別に駆け引きをしているわけではなく、正直な考えだ。
タマラ、キア、ジェナと立て続けに力を吸収した今の俺なら、ゼルスの力を返してもそれほど深刻な弱体化はしないだろう。
「……力を返す代わりに、余にいやらしいことを強制する気か?」
「どれだけ俺のこと信用してないんだ、お前は」
もっとも、今までの自分の所業を省みると、自業自得な気はするが。
「そんなつもりはねえよ。今回の件でわかったが、お前がひとりで戦い続けるつもりなら、力を返す必要がある。そうしないと危なっかしいからな」
「……本気か? 奪った力を……余に、戻すというのか?」
「元々、お前自身それを望んでただろうが。ジェナと戦う前にやっておくべきだったかもしれんが……そんなに疑うなら、すぐ戻してやるよ。
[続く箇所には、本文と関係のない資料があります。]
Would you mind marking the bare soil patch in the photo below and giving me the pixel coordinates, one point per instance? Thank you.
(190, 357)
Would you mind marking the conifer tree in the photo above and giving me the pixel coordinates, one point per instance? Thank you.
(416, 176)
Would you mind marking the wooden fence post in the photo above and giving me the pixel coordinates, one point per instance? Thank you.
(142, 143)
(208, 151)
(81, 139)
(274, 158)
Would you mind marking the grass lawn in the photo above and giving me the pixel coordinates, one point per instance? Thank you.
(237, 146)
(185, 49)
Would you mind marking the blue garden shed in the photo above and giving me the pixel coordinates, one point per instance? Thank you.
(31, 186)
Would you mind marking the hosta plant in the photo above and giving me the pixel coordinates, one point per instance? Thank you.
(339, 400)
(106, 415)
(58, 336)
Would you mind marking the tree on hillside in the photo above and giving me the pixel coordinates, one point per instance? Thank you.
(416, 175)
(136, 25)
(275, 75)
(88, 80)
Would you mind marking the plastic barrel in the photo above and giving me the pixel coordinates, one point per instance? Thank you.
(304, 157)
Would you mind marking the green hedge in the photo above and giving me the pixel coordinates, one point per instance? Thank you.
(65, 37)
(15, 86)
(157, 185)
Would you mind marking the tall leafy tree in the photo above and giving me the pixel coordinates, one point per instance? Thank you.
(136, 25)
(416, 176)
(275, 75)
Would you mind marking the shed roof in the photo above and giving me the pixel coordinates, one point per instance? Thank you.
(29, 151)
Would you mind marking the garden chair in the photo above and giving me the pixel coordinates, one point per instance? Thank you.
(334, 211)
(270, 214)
ほら」
半信半疑のゼルスに向かって、俺は手を伸ばし――。
「待てっ!」
触れる寸前、ゼルス自身の手で、その手首を掴まれた。
俺を見上げる瞳が、不安にも戸惑いにも似た感情に揺れている。
「……どうしたんだ?」
ゼルスが何も言わないので、俺の方から訊ねた。
やがて、ぼそりと小さな声で、ゼルスが呟く。
「……卑怯者」
「は?」
「貴様は卑怯者じゃ。なぜ、余の弱い部分を知っておる? なぜ、頼れなどと……余が言われたかった言葉を知っておる?」
ゼルスは手を離すと、俺の胸に飛び込み、服の裾を掴んですがりついてきた。
怒りにも似た激しい感情を宿す瞳が、至近距離から俺を見上げる。
「余は、誰よりも強かった。……強くあらねばならなかった。争う者、寝首をかこうとする者、余に取り入って利を得ようとする者……周りは敵ばかりじゃった。誰かに頼ることなど、できるわけがないではないか……!」
「……だろうな。でも、本当はどうしたかったんだ?」
服の裾を掴んでいたゼルスの手から、すっと力が抜ける。
「魔帝となってしばらく経ってから……ふと、都合のいい夢を見ることがあった」
「……どんな夢だ?」
「ふっ……笑うがいい。余よりも強く、余の心を理解してくれる者が現れて、そこから先はラクシャルと三人で魔帝軍を束ねてゆく……ラクシャルに言えず抱えていた弱音も、その者には簡単に見透かされてしまう」
自嘲するように切なげな声で、ゼルスは続ける。
「支え合いながら心を惹かれ、余は、その者と結ばれるのじゃ。……どうじゃ? まるで夢見る乙女のような、馬鹿馬鹿しく好都合な夢じゃろう」
「……馬鹿馬鹿しくなんてねえよ」
小さな肩に腕を回し、抱きしめてやる。
ゼルスの瞳に滲んだ涙が、ひとすじ、頬を伝い落ちた。
「その夢、俺が叶えてもいいのか?」
「……貴様のような節操無しではなかったわ。夢に見たのは、もっと優しくて、清廉な男で……しかし……しかし、な」
微笑みを浮かべて、ゼルスは俺の首に腕を回してくる。
その小さな唇が、俺の唇に重なった。
「……夢は、こんなにも暖かくはなかったぞ」
吐息のかかる距離で俺の瞳を見つめたゼルスは、晴れやかな笑みを浮かべていた。